Ambos os homens foram excepcionais na medida em que viram claramente o lugar do Japão na história mundial e a direção que este deveria tomar.
14 de julho de 2022
O texto que se segue foi retirado de um artigo do Professor Emérito Hirakawa Sukehiro, da Universidade de Tóquio, publicado na edição de hoje do Sankei Shimbun “Sound Arguments”, com o título “Make Abe Shinzo's funeral a state funeral”.
Trata-se de um artigo de leitura obrigatória não só para os japoneses, mas também para os cidadãos de todo o mundo.
A ênfase no texto, à exceção do título, é minha.
O maior estadista global do Japão
Com a morte por assassínio do antigo Primeiro-Ministro Abe Shinzo, o Japão perdeu um político raro, capaz de falar de forma persuasiva ao mundo.
O Sr. Abe foi o político global mais importante que o nosso país produziu desde Hirobumi Ito.
Até o Presidente russo, Vladimir Putin, não pôde deixar de exprimir os seus sentimentos pessoais.
A embaixada japonesa em Moscovo recebeu ramos de flores como sinal de condolências.
É provável que a imagem seja vista nas embaixadas japonesas em muitos países do mundo.
A morte do Sr. Abe é uma perda significativa para a nação e, de facto, para o mundo.
Não podemos deixar de ter um profundo sentimento de pesar.
Não deveria o Japão lamentar a morte prematura de Abe com um funeral de Estado?
Porque é que Abe foi capaz de se tornar um político de classe mundial ao lado de Ito Hirobumi?
Ambos os homens foram excepcionais na medida em que viram claramente o lugar do Japão na história mundial e o rumo que este deveria tomar.
Para dar um exemplo concreto, os dois únicos primeiros-ministros japoneses que alguma vez entusiasmaram o público com os seus discursos em inglês foram Ito Hirobumi, que atraiu ovações consideráveis em São Francisco como enviado adjunto da Missão Iwakura, e Abe, que falou perante membros de ambas as câmaras do Congresso em Washington.
Na noite de 22 de janeiro de 1872 (14 de dezembro de 1874, no calendário lunar), o embaixador Iwakura Tomomi discursou num jantar de boas-vindas realizado no Grand Hotel de São Francisco, envergando o toucado usado pelos nobres em traje de corte com a antiga túnica cerimonial da corte, e DeLong, o enviado dos EUA ao Japão, actuou como intérprete.
De seguida, Ito Hirobumi, o vice-enviado mais baixo, subiu ao palco à frente dos vice-enviados seniores Kido Takayoshi e Okubo Toshimichi.
Ito, que na altura tinha 30 anos, começou o seu discurso num inglês claro e compreensível, sem qualquer hesitação.
Utilizou uma analogia inteligente para explicar a excelente política de abertura do país ao mundo exterior e de promoção da amizade, dizendo: “O sol nascente já não é o selo de cera que sela o Japão, mas sim o sol nascente.”
Embora Ito já tivesse passado dois longos anos no estrangeiro, aprendeu sem dúvida palavras inglesas como “sealing wax” com o americano que o acompanhou no navio.
Em 29 de abril de 2015, no 27º ano da era Heisei, Abe discursou numa sessão conjunta da Câmara dos Representantes em Washington, a primeira vez que um primeiro-ministro japonês o fez.

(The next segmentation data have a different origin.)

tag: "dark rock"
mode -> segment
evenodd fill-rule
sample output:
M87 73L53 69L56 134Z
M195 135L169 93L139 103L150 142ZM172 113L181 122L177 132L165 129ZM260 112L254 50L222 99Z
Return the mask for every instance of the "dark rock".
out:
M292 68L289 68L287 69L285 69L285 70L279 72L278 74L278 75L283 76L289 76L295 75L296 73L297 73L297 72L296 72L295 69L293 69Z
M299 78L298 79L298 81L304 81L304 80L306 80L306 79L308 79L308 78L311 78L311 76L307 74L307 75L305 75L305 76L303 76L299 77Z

“Perdemos a guerra mas ganhámos a diplomacia”.
O Primeiro-Ministro Yoshida Shigeru era hábil a conversar com o General MacArthur, mas como o seu discurso na Dieta demonstrou, poderia ter sido melhor a fazer discursos.

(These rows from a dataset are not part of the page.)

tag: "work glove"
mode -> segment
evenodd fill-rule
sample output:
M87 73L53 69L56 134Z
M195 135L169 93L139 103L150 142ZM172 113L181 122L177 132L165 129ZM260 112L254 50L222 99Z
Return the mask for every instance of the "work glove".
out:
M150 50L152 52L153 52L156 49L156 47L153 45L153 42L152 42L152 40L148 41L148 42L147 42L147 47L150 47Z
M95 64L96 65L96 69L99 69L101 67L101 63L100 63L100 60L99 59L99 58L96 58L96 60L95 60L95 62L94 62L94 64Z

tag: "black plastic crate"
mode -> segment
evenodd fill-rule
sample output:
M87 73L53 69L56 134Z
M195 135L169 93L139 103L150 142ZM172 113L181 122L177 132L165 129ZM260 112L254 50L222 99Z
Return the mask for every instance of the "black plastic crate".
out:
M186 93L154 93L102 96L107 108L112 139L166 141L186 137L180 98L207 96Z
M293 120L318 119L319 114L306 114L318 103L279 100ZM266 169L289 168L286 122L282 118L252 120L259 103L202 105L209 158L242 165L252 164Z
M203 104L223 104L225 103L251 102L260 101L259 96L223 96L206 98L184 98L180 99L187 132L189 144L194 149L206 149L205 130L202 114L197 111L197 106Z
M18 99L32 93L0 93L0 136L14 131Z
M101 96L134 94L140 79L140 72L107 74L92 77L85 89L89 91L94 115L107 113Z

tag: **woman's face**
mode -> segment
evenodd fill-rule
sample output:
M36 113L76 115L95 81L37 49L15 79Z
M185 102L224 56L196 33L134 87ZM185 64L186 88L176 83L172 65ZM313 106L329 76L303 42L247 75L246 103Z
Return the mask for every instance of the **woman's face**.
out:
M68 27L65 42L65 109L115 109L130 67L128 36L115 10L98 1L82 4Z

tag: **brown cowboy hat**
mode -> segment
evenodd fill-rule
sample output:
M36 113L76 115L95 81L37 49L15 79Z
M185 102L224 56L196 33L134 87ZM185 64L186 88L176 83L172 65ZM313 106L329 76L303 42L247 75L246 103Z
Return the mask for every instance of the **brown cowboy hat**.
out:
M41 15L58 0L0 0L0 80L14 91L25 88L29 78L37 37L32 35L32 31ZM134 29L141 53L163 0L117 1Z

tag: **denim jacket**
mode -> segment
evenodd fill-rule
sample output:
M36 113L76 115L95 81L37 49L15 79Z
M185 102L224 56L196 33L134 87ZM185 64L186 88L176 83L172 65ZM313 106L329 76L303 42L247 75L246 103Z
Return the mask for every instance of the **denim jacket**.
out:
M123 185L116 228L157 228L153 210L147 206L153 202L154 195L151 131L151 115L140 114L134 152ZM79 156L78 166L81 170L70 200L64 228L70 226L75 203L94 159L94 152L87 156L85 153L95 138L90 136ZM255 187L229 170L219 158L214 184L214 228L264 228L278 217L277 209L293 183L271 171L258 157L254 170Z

Na Conferência de Paz de São Francisco, leu em voz alta em japonês enquanto enrolava o pergaminho.
Foi gozado como se estivesse a usar papel higiénico.
Fiquei fascinado com o discurso em inglês de Abe.

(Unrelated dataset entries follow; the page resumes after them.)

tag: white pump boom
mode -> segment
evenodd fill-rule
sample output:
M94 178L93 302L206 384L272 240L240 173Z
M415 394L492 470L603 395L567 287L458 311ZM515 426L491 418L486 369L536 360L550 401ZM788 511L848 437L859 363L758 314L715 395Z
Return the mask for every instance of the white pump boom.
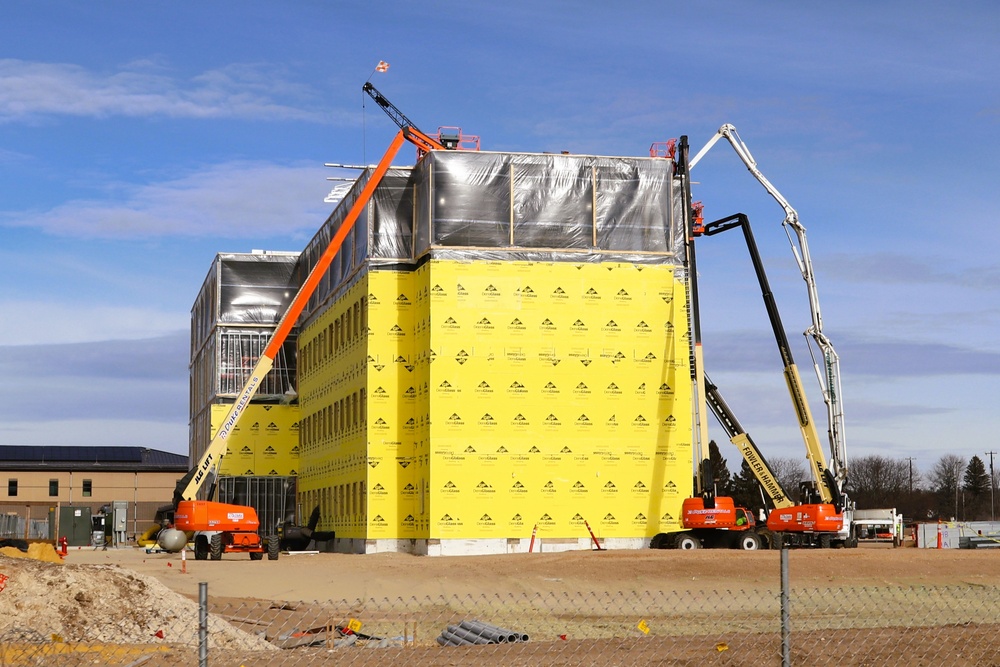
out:
M698 151L690 162L688 168L693 169L705 154L719 141L725 138L736 151L740 160L746 168L753 174L754 178L768 194L774 197L778 205L785 211L785 219L781 225L785 228L785 235L795 256L802 279L806 282L806 289L809 294L809 310L812 314L812 325L805 330L804 335L807 340L812 340L815 345L809 346L809 354L812 357L813 368L816 371L816 378L819 380L823 391L823 402L826 403L827 420L829 423L828 435L830 439L830 468L838 485L843 488L847 480L847 444L844 439L844 409L841 402L840 384L840 357L833 349L830 339L823 333L823 318L819 309L819 293L816 290L816 278L812 268L812 258L809 255L809 244L806 242L806 229L799 222L799 215L791 207L777 188L757 168L757 162L753 159L750 149L736 132L736 128L730 124L723 125L715 133L705 147ZM794 233L794 237L793 237ZM818 354L817 354L818 352ZM822 358L822 367L819 358Z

Abe deve ter recitado muitas vezes as frases cuidadosamente elaboradas em inglês para praticar.
Como é que Abe desenvolveu o seu sentido internacional?
Enquanto jovem secretário do seu pai, o Ministro dos Negócios Estrangeiros Abe Shintaro, teve um grande contacto com dignitários estrangeiros e utilizou ele próprio o inglês.
Isto não só lhe permitiu compreender as posições e os argumentos do outro lado, como também lhe permitiu dominar a arte de tornar a posição do Japão compreensível para os estrangeiros.
Lembro-me de que o funcionário do Ministério dos Negócios Estrangeiros Okazaki Hisahiko se regozijou com o aparecimento de Abe como político, como se fosse a chegada de um salvador.
Um sentido internacional e uma visão histórica extraordinários
Mesmo em japonês, a forma de falar de Abe é rítmica, tem um bom ritmo e é direta e eficiente.
A sua concentração mental é fantástica.
A audiência ficou comovida quando ele mencionou a feroz batalha de Iwo Jima no seu discurso em Washington.
O tenente-general reformado Snowden, que combateu na batalha, e o vereador Shindo Yoshitaka, neto do comandante Kuribayashi Tadamichi, apertaram as mãos.
O que eu achei ainda melhor foi a sua visão da história como político.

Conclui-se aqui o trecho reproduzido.